Dois petroleiros sauditas foram atacados no Mar Vermelho na madrugada desta quinta-feira (22) por rebeldes Houthi.
Em comunicado oficial, o grupo iemenita, aliado do Irã, informou ter realizado uma “operação militar qualitativa” com mísseis e drones no Mar Vermelho. A ação atingiu as embarcações “Encelia” e “Layla”, provocando incêndios a bordo de ambos os navios.
Contexto do bloqueio marítimo
Trata-se da primeira investida militar empreendida pelos insurgentes desde segunda-feira (20), quando decretaram um bloqueio a embarcações ligadas à Arábia Saudita no Mar Vermelho.
A rota é essencial para o comércio global de petróleo e já enfrentava fortes pressões após o fechamento do Estreito de Ormuz pelo Irã uma retaliação aos recentes ataques dos Estados Unidos contra o país.

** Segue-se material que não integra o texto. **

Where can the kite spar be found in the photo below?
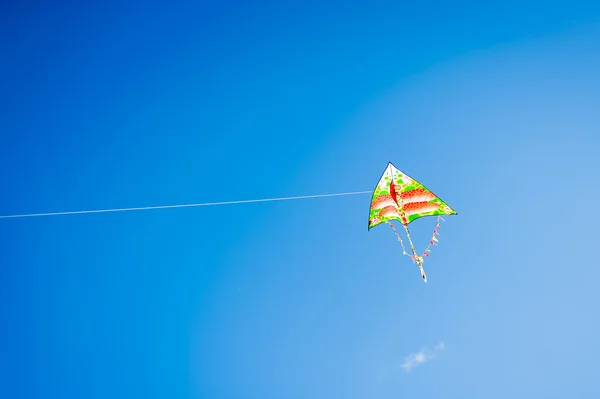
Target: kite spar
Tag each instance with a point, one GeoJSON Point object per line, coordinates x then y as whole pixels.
{"type": "Point", "coordinates": [399, 197]}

Com essa nova ação, o bloqueio na região abre formalmente uma nova frente de combate no conflito entre norte-americanos e iranianos.
Tensões no Oriente Médio
A ofensiva ocorre logo após os Estados Unidos e a Arábia Saudita, principal rival do Irã no Oriente Médio, assinarem um acordo para o desenvolvimento de um programa nuclear civil em solo saudita medida que, segundo especialistas, pode abrir caminho para o enriquecimento de urânio na região.
Em resposta às ameaças de bloqueio, o presidente Donald Trump já havia alertado na terça-feira (21) que tomaria providências caso os Houthis agissem. O governo saudita seguiu a mesma linha e prometeu proteger suas embarcações com “todas as medidas necessárias”.
Impacto no processo de paz
A atual escalada representa o confronto direto mais grave entre a Arábia Saudita e os Houthis desde 2022, quando ambos os lados iniciaram conversas mediadas pela ONU.
Embora as tratativas tenham reduzido drasticamente os ataques transfronteiriços na época, um acordo de paz definitivo jamais foi selado.